The Moscow Exchange plans to expand the list of currencies available on its platform in the near future. One of them should be the dirham, the currency of the United Arab Emirates (UAE), three sources in the financial market told RBC.
Reportedly, the launch of trading in the Emirati dirham, Armenian dram and Uzbek soum is being discussed.
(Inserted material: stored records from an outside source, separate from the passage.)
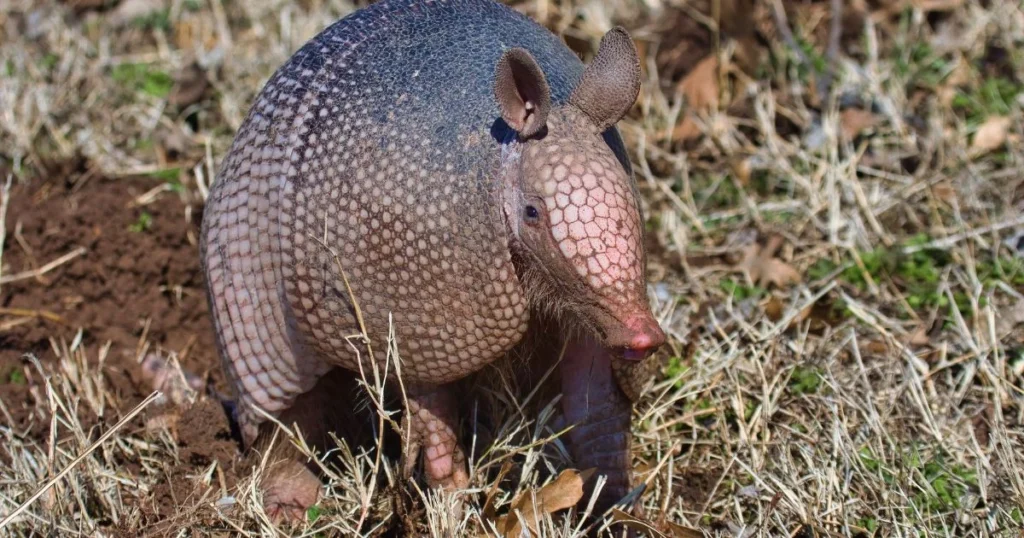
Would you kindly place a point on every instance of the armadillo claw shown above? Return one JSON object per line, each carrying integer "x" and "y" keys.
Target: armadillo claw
{"x": 179, "y": 386}
{"x": 289, "y": 490}
{"x": 431, "y": 420}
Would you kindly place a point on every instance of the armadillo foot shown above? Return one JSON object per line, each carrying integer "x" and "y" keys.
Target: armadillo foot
{"x": 289, "y": 490}
{"x": 179, "y": 386}
{"x": 431, "y": 421}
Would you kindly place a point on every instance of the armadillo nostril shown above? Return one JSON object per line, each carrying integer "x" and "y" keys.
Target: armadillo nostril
{"x": 636, "y": 354}
{"x": 646, "y": 338}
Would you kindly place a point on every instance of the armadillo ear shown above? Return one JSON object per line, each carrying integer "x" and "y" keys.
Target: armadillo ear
{"x": 610, "y": 84}
{"x": 522, "y": 92}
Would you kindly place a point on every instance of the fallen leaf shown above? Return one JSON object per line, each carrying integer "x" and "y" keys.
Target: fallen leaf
{"x": 761, "y": 265}
{"x": 873, "y": 347}
{"x": 991, "y": 134}
{"x": 742, "y": 169}
{"x": 855, "y": 121}
{"x": 189, "y": 85}
{"x": 527, "y": 508}
{"x": 944, "y": 191}
{"x": 937, "y": 5}
{"x": 919, "y": 337}
{"x": 774, "y": 308}
{"x": 636, "y": 524}
{"x": 700, "y": 89}
{"x": 130, "y": 10}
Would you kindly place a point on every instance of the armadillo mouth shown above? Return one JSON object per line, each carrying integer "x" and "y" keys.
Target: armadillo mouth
{"x": 633, "y": 336}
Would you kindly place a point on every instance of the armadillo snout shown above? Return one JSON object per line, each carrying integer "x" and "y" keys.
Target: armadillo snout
{"x": 637, "y": 335}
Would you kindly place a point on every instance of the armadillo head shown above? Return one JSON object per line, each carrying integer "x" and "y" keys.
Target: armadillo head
{"x": 569, "y": 204}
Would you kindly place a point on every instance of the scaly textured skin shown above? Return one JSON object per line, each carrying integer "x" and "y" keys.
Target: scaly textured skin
{"x": 377, "y": 161}
{"x": 391, "y": 171}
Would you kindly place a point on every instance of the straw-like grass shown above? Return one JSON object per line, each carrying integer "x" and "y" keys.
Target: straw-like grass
{"x": 879, "y": 396}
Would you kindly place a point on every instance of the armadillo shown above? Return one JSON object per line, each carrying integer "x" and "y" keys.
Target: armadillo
{"x": 446, "y": 173}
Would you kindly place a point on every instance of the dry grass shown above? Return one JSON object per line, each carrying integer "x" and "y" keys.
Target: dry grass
{"x": 880, "y": 396}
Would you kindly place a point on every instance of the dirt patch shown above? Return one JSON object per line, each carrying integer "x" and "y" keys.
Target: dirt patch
{"x": 139, "y": 265}
{"x": 136, "y": 280}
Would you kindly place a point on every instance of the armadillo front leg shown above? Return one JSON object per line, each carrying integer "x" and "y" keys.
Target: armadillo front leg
{"x": 600, "y": 413}
{"x": 431, "y": 421}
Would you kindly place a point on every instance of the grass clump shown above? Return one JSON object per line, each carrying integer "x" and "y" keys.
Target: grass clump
{"x": 142, "y": 78}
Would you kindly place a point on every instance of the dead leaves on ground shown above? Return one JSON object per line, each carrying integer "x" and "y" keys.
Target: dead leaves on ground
{"x": 761, "y": 266}
{"x": 991, "y": 134}
{"x": 530, "y": 507}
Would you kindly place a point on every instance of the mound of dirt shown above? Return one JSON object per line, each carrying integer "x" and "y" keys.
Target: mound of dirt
{"x": 136, "y": 278}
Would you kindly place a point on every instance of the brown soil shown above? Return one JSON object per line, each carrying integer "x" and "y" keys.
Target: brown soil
{"x": 136, "y": 270}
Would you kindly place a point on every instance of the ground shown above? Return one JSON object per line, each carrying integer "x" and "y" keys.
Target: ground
{"x": 835, "y": 230}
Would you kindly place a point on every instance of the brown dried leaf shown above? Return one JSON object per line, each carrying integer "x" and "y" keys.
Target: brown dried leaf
{"x": 700, "y": 88}
{"x": 919, "y": 337}
{"x": 189, "y": 85}
{"x": 565, "y": 491}
{"x": 636, "y": 524}
{"x": 742, "y": 169}
{"x": 944, "y": 191}
{"x": 762, "y": 266}
{"x": 938, "y": 5}
{"x": 991, "y": 134}
{"x": 855, "y": 121}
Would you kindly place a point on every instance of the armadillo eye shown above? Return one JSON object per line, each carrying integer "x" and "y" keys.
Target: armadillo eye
{"x": 531, "y": 214}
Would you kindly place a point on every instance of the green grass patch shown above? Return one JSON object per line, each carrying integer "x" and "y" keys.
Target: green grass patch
{"x": 142, "y": 223}
{"x": 167, "y": 174}
{"x": 993, "y": 97}
{"x": 739, "y": 291}
{"x": 805, "y": 380}
{"x": 159, "y": 19}
{"x": 141, "y": 78}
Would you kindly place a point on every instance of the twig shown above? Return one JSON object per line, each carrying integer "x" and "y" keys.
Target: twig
{"x": 948, "y": 242}
{"x": 782, "y": 23}
{"x": 832, "y": 53}
{"x": 92, "y": 448}
{"x": 4, "y": 201}
{"x": 28, "y": 313}
{"x": 25, "y": 275}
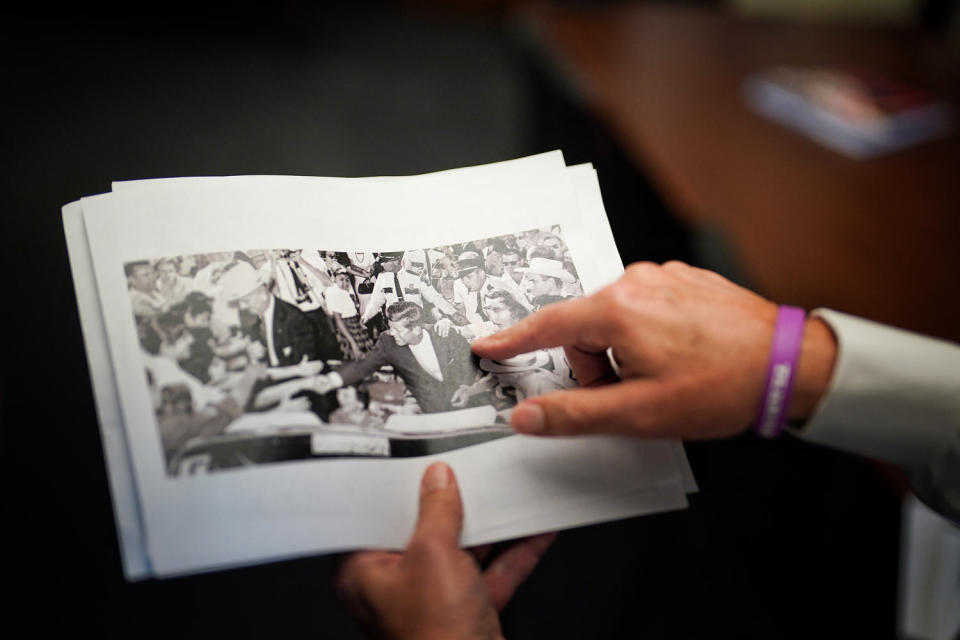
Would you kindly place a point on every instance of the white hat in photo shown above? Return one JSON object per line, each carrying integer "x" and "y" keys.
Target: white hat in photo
{"x": 469, "y": 261}
{"x": 516, "y": 364}
{"x": 240, "y": 280}
{"x": 548, "y": 267}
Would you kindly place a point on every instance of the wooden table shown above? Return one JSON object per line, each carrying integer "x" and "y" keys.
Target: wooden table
{"x": 877, "y": 238}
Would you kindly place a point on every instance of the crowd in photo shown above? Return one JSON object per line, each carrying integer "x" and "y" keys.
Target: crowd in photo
{"x": 265, "y": 339}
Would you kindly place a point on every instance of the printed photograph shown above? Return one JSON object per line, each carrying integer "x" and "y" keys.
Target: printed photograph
{"x": 274, "y": 355}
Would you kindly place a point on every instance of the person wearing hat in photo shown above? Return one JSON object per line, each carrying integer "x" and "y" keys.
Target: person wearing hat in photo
{"x": 286, "y": 331}
{"x": 431, "y": 366}
{"x": 402, "y": 279}
{"x": 543, "y": 281}
{"x": 474, "y": 284}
Now the exchange of the ruble for 10 foreign currencies is available on the platform: US dollar, euro, Turkish lira, Hong Kong dollar, Belarusian ruble, Kazakh tenge, Swiss franc, British pound, Japanese yen and Chinese yuan.
RBC's source considers the expansion of the list of available currencies a "logical step", since the turnover on the exchange has fallen. The average daily trading volume in the dollar-ruble pair in April 2022 topped 81.5 billion rubles, in April 2021 - 242.9 billion rubles.
The sharp reduction is due to the ban on transactions with Russian securities for non-residents. Earlier, the 30% commission for the purchase of currency on the stock exchange also influenced the decrease in trading volume, then it was reduced and canceled in early April.
Alexei Bushuev, an independent financial market analyst, told Kommersant that under the sanctions, the authorities were trying to rebuild the economy towards alternative currencies.
“Almost complete isolation for Russia's international operations on the dollar and the euro used to be obvious and did not require new currencies. In the new defragmented world, we need to rebuild trade relations, and if before it was primarily financial transactions, now it is trade. Big banks, central banks can become the main players. In addition, foreign money on the Moscow Exchange is a powerful demonstration of support for relations with Russia,” he said.
Sergey Khestanov, macroeconomic adviser to the CEO of Otkritie Investments, noted that after foreign companies began to leave the Russian market, the authorities introduced parallel imports, that is, they allowed certain goods to be imported without the consent of the copyright holders. However, supplies go through third countries.
“This requires sufficient liquidity for the ruble pair plus the currency of the country that is supposed to be used for parallel imports. If the Chinese yuan is highly liquid on the stock exchange, then other currencies are not very liquid. As the demand for transactions with this money grows, liquidity is likely to increase,” he said.
He believes that the implementation of this scenario will depend on the sanctions policy.
“So far, the states through which supplies go are not subjected to some kind of severe pressure with the help of secondary measures. On the other hand, it can be assumed that if large volumes of parallel imports go through some specific countries, then they may face secondary sanctions. But for now, the idea of raising liquidity in some exotic currencies looks quite rational,” Sergey Khestanov said.